PRAY: Humbly ask God to give you wisdom to understand this portion of the Bible and the faith to live out what He reveals to you.

READ: Mark 10:1-10

For people who have experienced the pain of divorce and who continue to deal with grief caused by infidelity, this text can be particularly difficult. It can also be difficult for those wrestle with the idea that “God made them male and female” and that marriage is a sacred covenant between one man and one woman, ideally dissolved only by death.

We live in an age where autonomy and “the right to be happy” or “the expectation to be affirmed” are some of the highest virtues, and yet for the Christian and non-Christian alike, questions of divorce and marriage cause us to squirm. Why? Because we all know that divorce is painful, and it is in this text we discover why.

In this passage, Jesus outlines the blueprint of marriage, originally given by God in the Garden of Eden, and declares that man was designed to leave his mother and father and begin a permanent, one-flesh union with his female wife. This union reflects the joyful relationship between Christ and the Church (Eph. 5:22-33). It is this last part that is essential to our understanding of marriage. Jesus Christ, the bridegroom, laid down His life for His bride—the Church—so that we could be reconciled to God. Although the Church was sinful and remains imperfect, He continues to love her and He refuses to forsake her.

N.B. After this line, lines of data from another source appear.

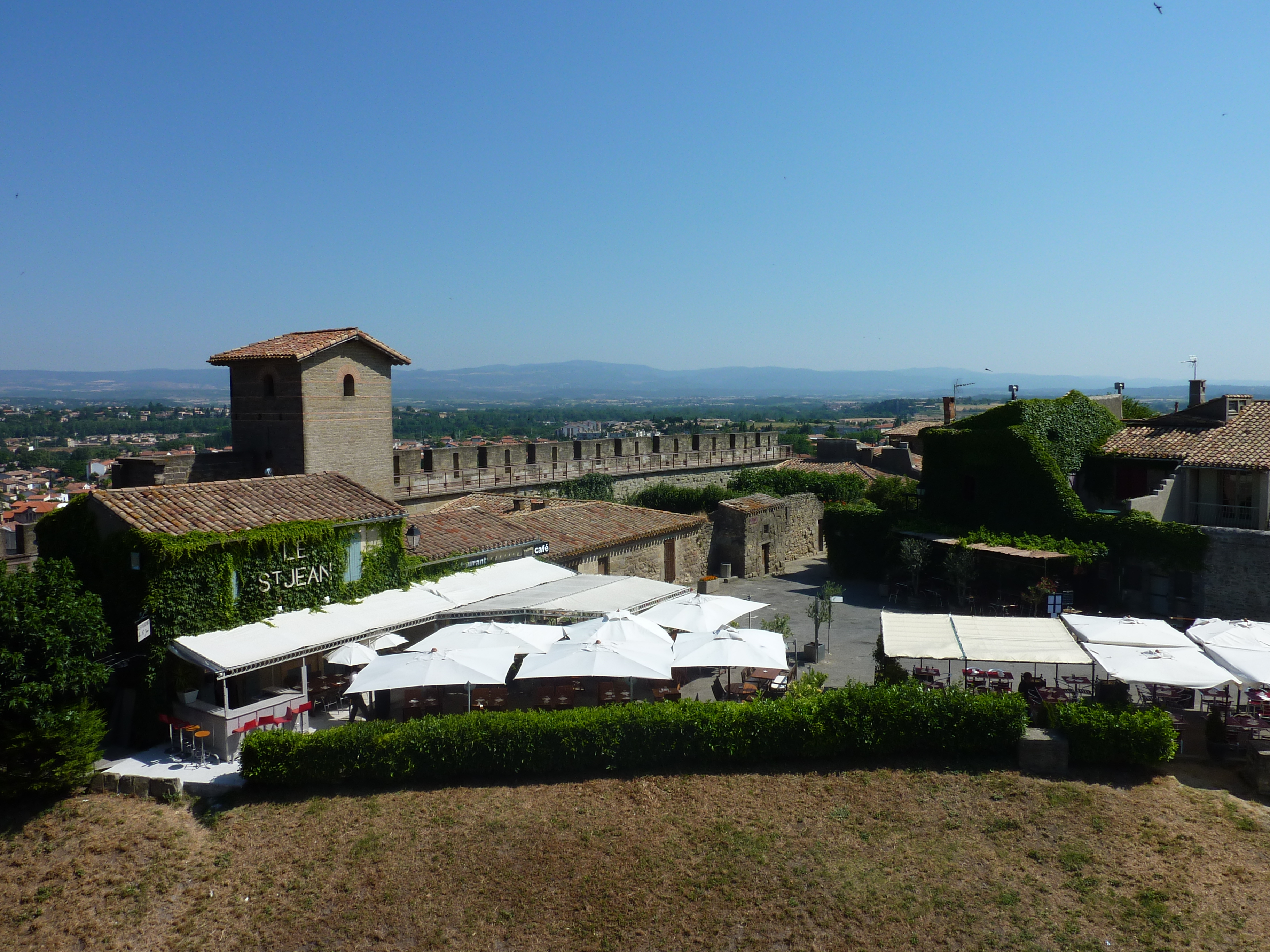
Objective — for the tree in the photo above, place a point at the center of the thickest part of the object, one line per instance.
(892, 493)
(915, 554)
(51, 636)
(1133, 409)
(961, 568)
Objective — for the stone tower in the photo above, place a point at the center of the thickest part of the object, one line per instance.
(314, 402)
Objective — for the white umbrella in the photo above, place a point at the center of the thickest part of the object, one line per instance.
(700, 612)
(355, 653)
(524, 639)
(426, 669)
(385, 642)
(590, 659)
(731, 648)
(619, 627)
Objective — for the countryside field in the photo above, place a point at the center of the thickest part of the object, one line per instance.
(813, 860)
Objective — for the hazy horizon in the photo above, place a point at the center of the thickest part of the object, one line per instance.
(1072, 188)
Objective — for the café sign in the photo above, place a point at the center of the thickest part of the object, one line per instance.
(295, 577)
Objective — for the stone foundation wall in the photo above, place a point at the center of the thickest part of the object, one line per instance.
(1236, 578)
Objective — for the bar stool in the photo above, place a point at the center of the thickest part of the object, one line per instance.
(202, 747)
(191, 729)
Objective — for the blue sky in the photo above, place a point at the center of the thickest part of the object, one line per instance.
(1043, 188)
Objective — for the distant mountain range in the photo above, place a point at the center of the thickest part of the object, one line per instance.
(595, 380)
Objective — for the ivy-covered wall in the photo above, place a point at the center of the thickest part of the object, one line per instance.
(1009, 468)
(207, 582)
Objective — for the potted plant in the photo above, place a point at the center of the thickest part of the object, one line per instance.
(186, 682)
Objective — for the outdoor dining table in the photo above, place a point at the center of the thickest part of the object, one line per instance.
(1053, 696)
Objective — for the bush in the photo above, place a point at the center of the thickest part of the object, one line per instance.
(829, 488)
(51, 631)
(1098, 734)
(50, 752)
(681, 499)
(855, 721)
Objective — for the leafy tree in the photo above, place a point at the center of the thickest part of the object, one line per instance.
(1136, 411)
(51, 635)
(594, 485)
(893, 494)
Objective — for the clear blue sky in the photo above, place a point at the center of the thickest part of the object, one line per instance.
(1029, 187)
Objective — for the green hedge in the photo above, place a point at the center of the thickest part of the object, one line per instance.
(855, 721)
(1103, 736)
(681, 499)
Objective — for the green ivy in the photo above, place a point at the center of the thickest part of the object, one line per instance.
(1084, 553)
(186, 582)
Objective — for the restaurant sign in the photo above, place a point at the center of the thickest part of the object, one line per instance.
(295, 577)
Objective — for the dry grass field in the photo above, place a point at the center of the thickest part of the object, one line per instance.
(829, 860)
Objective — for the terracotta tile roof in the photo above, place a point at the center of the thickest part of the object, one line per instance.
(301, 344)
(462, 531)
(591, 527)
(1242, 443)
(832, 469)
(232, 506)
(501, 505)
(758, 503)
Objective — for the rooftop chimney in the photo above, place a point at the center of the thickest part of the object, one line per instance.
(1197, 394)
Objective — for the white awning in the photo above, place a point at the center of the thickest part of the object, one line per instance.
(980, 639)
(919, 636)
(1241, 646)
(577, 595)
(294, 635)
(1128, 631)
(1184, 667)
(1018, 640)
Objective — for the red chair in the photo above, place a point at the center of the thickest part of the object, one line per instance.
(304, 709)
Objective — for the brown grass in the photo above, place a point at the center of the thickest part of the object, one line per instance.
(873, 858)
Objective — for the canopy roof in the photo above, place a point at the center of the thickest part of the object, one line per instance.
(305, 633)
(577, 595)
(731, 648)
(982, 639)
(587, 659)
(425, 669)
(1185, 667)
(919, 636)
(1241, 646)
(1129, 631)
(696, 612)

Despite our dirty past, He dresses us in His own pure white righteousness and He invites her to the marriage supper (Rev. 16:7-9) and into an eternal, joyful bond with Himself.

Therefore, when Jesus is speaking about the marriage union, He is speaking of a much greater union—the union of Himself to the Church.

Consequently, any distortion or variation from this blueprint for marriage is contrary to God’s will, and will result in pain and joylessness. When husbands do not love their wives well, when a wife abandons her husband, when one spouse commits infidelity, when there are multiple spouses, when the union is a homosexual relationship, when love is conditional—all of it is sinful and all of it will cause grief and hurt because it does not conform to the way Christ loves His bride. So the answer to the Pharisees’ question is simple: You should never divorce because Christ would never divorce His bride.

But this truth makes our marriage to Christ all the more beautiful! In the times when our hearts would be hard, and in the times when our own marriages fail, Christ does not divorce us!

When adultery and divorce have occurred, and when our sexuality causes us to sin, grace and forgiveness abound to those who repent (1 John 1:9). When our earthly marriages fail, the Heavenly marriage remains. He does not view us as “lesser than.” He does not abandon us. And He does not treat us any differently.

At the moment of conversion, Christ clothed us in righteousness— knowing everything we had done and would ever do, how our marriages would succeed and fail, and how we would attempt to find joy outside of Him. Yet even though we are faithless, He is faithful, and forever calls us His bride!

 

Reflection Questions:

1. How has the fall influenced God’s idea for marriage?

2. What can the church do to help prevent divorce before it happens?

3. Is there ever a time where divorce is permissible?